Hope on the Middleweight Horizon

Over the last decade, the middleweight division has been as thin as a supermodel.  Since the middleweight unification tournament of 2001 which featured Bernard Hopkins, Felix Trinidad, Keith Holmes and William Joppy, the division has featured no more than a couple of elite fighter at any one time.  In the interim, Bernard Hopkins' reign was ended by Jermain Taylor, who held onto the top spit in the division for several ineffectual defenses.  Other top-tier fighters such as Winky Wright and Kelly Pavlik have come and gone.  The European champions, such as Felix Sturm and former champ Arthur Abraham, were content to stay protected in their home turf of Germany against limited opposition. 

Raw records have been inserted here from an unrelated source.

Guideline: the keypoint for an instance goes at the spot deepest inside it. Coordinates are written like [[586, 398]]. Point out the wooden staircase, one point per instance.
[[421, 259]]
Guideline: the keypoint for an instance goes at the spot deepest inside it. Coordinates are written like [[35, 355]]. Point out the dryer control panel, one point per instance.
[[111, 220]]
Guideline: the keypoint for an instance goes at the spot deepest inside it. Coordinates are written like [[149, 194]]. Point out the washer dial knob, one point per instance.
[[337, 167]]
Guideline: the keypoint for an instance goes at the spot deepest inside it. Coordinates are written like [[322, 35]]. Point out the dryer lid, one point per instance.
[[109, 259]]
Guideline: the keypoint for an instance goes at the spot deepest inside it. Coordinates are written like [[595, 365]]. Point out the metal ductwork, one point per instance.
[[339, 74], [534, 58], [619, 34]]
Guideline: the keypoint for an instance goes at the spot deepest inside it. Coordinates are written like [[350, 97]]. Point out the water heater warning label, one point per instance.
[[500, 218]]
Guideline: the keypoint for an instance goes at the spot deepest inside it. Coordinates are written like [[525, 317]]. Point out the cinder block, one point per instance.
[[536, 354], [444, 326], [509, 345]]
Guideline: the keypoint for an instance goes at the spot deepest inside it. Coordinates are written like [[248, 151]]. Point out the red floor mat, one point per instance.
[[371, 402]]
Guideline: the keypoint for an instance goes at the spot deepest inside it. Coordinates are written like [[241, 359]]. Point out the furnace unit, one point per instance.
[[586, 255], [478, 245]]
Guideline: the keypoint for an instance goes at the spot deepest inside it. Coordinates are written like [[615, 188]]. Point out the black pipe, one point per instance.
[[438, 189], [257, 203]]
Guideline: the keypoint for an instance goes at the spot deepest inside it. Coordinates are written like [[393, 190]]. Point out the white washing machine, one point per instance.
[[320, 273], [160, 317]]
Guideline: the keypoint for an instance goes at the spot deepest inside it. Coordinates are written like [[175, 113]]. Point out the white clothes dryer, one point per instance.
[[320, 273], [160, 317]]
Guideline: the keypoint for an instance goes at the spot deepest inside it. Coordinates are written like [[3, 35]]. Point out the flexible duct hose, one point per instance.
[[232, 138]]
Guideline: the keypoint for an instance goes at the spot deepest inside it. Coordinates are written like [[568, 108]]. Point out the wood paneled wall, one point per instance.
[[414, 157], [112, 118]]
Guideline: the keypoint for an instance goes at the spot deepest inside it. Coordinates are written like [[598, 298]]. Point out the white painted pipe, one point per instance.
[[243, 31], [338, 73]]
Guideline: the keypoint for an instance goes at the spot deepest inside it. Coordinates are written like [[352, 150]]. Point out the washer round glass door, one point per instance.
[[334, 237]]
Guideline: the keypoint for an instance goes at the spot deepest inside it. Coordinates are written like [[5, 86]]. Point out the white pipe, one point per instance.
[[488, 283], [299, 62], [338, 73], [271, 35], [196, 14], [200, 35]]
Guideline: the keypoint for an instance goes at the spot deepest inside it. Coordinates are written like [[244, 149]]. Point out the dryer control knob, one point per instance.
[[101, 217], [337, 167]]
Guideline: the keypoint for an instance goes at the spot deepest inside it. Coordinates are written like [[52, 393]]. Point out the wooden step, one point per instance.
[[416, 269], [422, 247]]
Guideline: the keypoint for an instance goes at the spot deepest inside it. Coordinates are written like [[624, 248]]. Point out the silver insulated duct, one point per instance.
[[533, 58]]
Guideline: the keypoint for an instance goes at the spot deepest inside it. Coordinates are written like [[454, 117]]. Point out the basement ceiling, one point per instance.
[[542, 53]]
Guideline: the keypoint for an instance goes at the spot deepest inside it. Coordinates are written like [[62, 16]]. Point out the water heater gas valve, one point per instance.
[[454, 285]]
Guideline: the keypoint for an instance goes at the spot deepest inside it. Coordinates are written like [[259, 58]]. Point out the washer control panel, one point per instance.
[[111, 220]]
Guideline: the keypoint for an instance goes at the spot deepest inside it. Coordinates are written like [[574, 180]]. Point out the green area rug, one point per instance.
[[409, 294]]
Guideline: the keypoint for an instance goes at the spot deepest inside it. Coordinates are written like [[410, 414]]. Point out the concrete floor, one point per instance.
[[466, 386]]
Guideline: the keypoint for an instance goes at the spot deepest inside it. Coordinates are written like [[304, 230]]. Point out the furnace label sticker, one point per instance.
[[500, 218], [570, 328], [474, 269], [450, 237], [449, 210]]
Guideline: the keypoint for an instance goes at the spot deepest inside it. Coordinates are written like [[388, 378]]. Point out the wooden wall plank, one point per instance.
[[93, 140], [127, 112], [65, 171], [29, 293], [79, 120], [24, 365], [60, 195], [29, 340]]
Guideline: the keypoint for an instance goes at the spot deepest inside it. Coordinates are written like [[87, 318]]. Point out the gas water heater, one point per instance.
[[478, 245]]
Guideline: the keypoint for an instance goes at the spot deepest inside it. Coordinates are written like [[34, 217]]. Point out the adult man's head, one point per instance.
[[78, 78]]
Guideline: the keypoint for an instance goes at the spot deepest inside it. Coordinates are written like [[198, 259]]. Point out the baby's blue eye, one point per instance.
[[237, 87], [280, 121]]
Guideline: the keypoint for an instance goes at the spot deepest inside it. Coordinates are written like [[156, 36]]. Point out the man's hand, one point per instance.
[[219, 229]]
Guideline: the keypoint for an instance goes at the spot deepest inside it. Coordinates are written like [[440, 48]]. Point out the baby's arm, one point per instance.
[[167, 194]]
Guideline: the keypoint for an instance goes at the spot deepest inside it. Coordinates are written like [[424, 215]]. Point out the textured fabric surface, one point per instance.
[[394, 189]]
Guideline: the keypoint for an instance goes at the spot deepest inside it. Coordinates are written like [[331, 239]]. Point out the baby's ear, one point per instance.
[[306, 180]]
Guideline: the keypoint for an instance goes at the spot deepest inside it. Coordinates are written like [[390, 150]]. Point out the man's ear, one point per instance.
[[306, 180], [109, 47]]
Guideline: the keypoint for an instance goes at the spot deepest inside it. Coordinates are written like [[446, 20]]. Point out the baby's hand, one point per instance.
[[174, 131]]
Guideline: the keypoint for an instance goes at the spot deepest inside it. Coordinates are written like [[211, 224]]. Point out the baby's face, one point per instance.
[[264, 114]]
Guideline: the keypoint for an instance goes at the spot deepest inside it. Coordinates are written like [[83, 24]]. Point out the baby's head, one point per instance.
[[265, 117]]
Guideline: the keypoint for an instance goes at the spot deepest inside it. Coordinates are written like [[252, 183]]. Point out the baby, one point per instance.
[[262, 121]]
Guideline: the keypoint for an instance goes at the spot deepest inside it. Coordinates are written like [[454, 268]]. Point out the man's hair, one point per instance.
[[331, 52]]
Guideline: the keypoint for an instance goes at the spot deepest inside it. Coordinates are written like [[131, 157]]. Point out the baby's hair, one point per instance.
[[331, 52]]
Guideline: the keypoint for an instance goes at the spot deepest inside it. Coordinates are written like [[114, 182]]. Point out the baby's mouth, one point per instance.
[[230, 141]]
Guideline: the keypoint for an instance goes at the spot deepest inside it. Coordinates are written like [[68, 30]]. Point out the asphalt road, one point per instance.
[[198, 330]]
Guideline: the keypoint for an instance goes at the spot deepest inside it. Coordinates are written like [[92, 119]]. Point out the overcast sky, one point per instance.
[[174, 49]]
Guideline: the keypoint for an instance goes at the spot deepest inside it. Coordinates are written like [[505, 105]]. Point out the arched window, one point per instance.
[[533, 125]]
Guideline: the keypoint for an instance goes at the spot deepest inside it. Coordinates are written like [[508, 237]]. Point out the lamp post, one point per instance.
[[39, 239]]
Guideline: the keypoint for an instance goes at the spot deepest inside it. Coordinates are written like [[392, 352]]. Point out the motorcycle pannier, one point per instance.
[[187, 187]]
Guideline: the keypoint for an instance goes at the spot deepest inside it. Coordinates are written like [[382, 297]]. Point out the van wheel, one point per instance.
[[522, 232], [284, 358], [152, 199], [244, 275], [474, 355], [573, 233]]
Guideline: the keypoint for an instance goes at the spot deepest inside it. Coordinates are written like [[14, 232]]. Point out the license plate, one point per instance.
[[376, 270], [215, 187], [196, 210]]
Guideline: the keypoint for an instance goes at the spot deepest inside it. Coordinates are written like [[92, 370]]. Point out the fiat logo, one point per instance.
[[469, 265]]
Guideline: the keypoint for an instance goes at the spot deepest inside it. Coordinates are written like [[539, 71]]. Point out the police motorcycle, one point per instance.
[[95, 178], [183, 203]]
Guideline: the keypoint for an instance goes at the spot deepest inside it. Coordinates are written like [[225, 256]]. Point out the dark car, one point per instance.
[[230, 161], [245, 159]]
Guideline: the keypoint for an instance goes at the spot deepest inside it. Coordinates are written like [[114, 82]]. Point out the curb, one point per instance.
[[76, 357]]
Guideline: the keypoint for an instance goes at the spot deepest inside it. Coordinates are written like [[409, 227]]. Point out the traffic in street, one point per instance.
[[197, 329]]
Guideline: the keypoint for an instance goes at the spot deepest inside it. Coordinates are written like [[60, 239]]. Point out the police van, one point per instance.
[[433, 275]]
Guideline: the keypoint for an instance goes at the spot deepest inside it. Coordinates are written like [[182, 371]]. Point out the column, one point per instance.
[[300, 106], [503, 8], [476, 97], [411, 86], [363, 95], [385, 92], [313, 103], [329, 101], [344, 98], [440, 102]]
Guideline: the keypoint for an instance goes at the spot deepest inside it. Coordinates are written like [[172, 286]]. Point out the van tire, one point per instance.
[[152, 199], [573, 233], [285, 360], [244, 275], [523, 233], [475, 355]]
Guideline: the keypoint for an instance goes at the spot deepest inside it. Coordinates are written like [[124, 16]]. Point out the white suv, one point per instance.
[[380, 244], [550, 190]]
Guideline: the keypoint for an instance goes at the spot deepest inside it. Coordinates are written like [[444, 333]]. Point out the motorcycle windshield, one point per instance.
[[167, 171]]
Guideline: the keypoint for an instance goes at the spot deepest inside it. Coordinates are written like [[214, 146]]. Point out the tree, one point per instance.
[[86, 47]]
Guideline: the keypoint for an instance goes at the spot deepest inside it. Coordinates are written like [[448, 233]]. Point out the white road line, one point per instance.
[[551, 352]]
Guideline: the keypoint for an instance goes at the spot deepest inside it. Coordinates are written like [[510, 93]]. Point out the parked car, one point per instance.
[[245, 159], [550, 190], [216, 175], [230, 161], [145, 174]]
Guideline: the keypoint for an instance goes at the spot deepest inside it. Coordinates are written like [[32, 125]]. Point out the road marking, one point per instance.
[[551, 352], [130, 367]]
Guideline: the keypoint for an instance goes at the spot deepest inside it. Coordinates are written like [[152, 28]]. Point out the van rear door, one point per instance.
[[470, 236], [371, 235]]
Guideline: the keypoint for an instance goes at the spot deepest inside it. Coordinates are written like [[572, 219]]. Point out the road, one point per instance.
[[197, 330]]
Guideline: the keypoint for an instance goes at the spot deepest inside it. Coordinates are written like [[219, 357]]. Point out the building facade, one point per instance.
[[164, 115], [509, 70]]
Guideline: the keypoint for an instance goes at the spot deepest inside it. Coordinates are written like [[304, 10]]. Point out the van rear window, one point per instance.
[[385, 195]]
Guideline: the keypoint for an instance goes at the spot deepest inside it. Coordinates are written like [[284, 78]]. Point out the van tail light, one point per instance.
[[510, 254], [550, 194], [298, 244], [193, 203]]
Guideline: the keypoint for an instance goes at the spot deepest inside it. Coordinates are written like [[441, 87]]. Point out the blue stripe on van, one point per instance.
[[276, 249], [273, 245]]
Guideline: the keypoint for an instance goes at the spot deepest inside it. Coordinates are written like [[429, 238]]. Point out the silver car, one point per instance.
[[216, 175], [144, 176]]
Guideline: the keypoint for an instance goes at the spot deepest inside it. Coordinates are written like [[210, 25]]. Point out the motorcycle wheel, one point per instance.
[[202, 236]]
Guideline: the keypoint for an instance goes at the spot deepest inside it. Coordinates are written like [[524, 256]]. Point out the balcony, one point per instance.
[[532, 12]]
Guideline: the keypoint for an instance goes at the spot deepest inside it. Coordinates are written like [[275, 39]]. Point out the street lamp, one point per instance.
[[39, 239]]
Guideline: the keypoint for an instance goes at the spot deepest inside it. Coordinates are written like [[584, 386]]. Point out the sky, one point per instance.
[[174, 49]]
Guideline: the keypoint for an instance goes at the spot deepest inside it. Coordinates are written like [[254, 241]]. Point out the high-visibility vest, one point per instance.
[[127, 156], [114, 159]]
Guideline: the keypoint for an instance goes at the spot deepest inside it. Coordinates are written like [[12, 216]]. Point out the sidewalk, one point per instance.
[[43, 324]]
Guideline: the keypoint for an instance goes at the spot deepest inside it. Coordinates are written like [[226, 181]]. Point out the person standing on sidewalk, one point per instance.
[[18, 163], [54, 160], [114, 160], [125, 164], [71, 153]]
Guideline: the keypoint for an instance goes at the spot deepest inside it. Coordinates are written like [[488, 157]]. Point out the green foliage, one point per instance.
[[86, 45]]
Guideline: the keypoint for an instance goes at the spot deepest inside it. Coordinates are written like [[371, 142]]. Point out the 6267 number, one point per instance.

But now, there is a fresh crop of young middleweights. These new fighters are hungry and looking to make names for themselves. Suddenly, the barren middleweight division might become one of the best divisions in the sport over the next two to three years.  

This next wave hails from all over the world and features a variety of styles.  The cream of the crop is four undefeated fighters: David Lemieux from Canada, Dmitry Pirog from Russia, Fernando Guerrero from the United States by way of the Dominican Republic and Gennady Golovkin from Germany by way Kazakhstan.  Pirog and Golovkin are already titleholders and Lemieux and Guerrero should be ready for title shots by early 2012 at the latest.  

As far as amateur backgrounds go, Golovkin was a silver medalist in the 2004 Olympics.  Pirog and Guerrero were both decorated amateurs in Russia and the U.S. respectively.  Lemieux turned pro at 18 as has been ascending the ranks at warp speed.

Lying just beneath this top tier is another solid group of emerging middleweights.  Sebastian Zbik (Germany) is already an interim titleholder.  Matthew Macklin (England) just signed with Golden Boy and has a featured spot on U.S. pay-per-view in the spring against Winky Wright.  Daniel Geale (Australia) Darren Barker (England) and Daniel Jacobs (U.S.) also fit into this group.  Here you have brawlers (Macklin), technical fighters (Zbik, Barker, Geale) and boxer-punchers (Jacobs).  

In addition, three other middleweights are getting additional U.S. television exposure this spring, but may be suspects more than prospects at this point: Julio Cesar Chavez Jr. (Mexico), Craig McEwan (U.S. via Scotland) and Andy Lee (U.S. via Ireland).  

All of the fighters mentioned above are young and just starting to hit their stride as major figures in boxing.  When you place these 12 in the division with a pound-for-pound king (Sergio Martinez) and two solid titleholders (Felix Sturm and Sebastian Sylvester), you have the makings of high drama in the middleweight division.

At this point, no one can predict how the future will unfold for these young titleholders and prospects.  Many will have their records impacted by each other.  Pirog already knocked out Jacobs.  Zbik is in talks to fight Chavez Jr. this spring.  

Ultimately, with this much talent in the division, there should be lots of excitement to come.  As the boxing community frets about the lack of suitable opponents for Sergio Martinez, realize that the wait won't be too long.  If Martinez decides to head north to super middleweight, don't worry.  The division will be in great hands.